Missionary service in Ohio, Fiji and Jamaica
I was going to join the Daughters of the Utah Pioneers but Blaine and I went on three missions. Every time we’d come back from a mission they’d say, “Now, are you ready to join?” We’d only be home for a year and a half and then we’d go. We went to Jamaica and we went to Fiji and then we went to Hyrum, Ohio, where Joseph Smith and Emma lived for one year. We were there for one year. We lived right in the John Johnson home and was able to take the tours. It was a wonderful assignment. In Jamaica we stayed a year and a half and in Fiji we stayed a year and a half. We did some proseletizing. Blaine was in the District presidency. When you go over to some of those countries, they don’t have any leadership. The Priesthood is almost nil. He served there. We met with the branch members. One time there was a hurricane that came and flooded everybody out. They said, “Well we can’t have church.” We found out that our Branch president went in a boat, we had a few members, we had about twelve. That morning we had Relief Society. We had six sisters and their homes had been destroyed. They were there and they said, “We have the most important thing, we have our membership in the Church.” It made us realize that those very poor people were just fantastic.
I’m going to Las Vegas the 25th of July to a poetry convention. I’ve been two different times. The first time, my poem got $1000. It’s worldwide. They had poets come from all over the world. The last time we went, we didn’t get there very early and we missed half of the celebration. I’m going again in July and I’ve written a poem to take. You take a poem and you give it to one of the judges and then you read your poem and then they judge it.

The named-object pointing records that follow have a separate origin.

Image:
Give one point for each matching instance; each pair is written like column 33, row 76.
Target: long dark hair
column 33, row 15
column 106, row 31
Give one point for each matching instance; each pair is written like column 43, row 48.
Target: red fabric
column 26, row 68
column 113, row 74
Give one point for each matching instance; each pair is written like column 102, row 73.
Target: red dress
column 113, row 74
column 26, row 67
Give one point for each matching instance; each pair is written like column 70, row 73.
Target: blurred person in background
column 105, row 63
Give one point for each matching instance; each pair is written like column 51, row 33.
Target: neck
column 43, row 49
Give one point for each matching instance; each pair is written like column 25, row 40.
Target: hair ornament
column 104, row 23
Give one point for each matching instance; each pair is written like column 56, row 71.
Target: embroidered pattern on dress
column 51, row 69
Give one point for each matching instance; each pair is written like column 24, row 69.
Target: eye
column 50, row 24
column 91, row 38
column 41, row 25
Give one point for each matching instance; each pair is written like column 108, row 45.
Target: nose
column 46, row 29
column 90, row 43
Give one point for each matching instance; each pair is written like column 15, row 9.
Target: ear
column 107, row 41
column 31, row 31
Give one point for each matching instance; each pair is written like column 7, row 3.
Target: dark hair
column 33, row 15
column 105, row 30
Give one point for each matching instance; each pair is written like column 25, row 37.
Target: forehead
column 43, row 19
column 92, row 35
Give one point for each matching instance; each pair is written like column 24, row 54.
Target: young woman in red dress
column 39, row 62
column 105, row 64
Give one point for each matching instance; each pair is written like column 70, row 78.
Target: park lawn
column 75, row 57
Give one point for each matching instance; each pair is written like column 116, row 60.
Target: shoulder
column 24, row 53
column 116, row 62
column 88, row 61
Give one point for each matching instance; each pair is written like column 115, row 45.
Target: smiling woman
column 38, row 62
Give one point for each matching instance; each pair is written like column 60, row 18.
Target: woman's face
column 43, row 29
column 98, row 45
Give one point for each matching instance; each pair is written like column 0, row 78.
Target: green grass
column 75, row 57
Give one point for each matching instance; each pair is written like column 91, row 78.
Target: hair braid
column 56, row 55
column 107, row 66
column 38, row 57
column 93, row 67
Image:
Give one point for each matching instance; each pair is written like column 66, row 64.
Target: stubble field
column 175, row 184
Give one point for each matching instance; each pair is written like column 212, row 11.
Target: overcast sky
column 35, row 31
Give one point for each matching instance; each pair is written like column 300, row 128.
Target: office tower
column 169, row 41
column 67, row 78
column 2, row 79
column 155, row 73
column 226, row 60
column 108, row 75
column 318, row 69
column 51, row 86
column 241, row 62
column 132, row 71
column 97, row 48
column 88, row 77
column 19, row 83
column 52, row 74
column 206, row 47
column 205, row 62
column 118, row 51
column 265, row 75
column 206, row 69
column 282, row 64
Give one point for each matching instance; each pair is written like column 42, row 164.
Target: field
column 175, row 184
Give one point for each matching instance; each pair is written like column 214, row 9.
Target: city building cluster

My poem is about one of my sisters in Jamaica.
Providence Historic Preservation Commission
I have been a member of the Providence Historic Preservation Commission since its organization in 2003. At the present time, we as commission members are focusing on a number of issues. 1. Update of the Oral History Interview Project. 2. Creating a Historic District. 3. Planning a new edition of Providence and Her People. 4. Future of the Old Rock Church. 5. Celebration in 2009. They are trying to have a district where it is all historical houses. We’ll focus on Main Street, two blocks east and two blocks west, then one block north up and three blocks south up to 300. At the present time we’re making sure we have a historic district.
End of interview
There is nothing on side B of the tape.